Aussage gegen Aussage

Da allerdings steht Aussage gegen Aussage: Der 16-Jährige beteuert gegenüber der StZ, er habe lediglich nach einem Weg aus dem Bahndepot gesucht (und den letztlich auch gefunden). Wer sich im Abstellbahnhof nicht auskenne, könne auch mal in die falsche Richtung gehen. „Jetzt tut die Bahn alles, damit ich der Dumme bin und sie alles richtig gemacht hat“, ärgert sich der Schüler.
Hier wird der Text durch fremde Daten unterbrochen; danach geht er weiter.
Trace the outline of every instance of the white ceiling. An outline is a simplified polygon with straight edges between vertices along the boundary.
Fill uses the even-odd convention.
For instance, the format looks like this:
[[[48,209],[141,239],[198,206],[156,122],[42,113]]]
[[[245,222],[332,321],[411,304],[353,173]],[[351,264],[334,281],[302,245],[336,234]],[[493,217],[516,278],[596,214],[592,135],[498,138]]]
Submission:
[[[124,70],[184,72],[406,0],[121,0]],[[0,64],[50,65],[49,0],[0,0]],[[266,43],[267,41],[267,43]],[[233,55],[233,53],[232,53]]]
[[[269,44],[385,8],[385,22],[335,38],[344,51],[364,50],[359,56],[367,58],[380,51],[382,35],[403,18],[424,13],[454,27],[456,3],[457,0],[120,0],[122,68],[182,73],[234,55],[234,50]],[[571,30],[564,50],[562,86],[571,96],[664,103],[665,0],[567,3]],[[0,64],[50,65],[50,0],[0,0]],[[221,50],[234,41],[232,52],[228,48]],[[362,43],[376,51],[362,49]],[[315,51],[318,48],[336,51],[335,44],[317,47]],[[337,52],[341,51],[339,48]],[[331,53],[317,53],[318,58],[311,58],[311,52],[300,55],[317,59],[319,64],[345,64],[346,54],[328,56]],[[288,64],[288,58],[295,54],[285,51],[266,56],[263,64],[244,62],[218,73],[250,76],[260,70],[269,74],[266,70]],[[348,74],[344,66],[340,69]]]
Gesetzt, die Version des 16-Jährigen stimmt: Was hätte er korrekterweise tun müssen, nachdem er im Abstellbahnhof aufgewacht ist? Auf keinen Fall selbstständig aussteigen, sagt ein Sprecher der Bundespolizei: Bahnanlagen seien für Unbefugte nicht nur tabu, sondern auch höchst gefährlich. Der 16-Jährige hätte besser die 0800 6888 000 gewählt, so der Sprecher weiter. Wer diese Nummer nicht kennt: es ist die Notfallnummer der Bundespolizei. Die holt einen in solchen Fällen raus – das ist sicher und, je nach dem weiteren Verhalten der Bahn, mutmaßlich günstiger.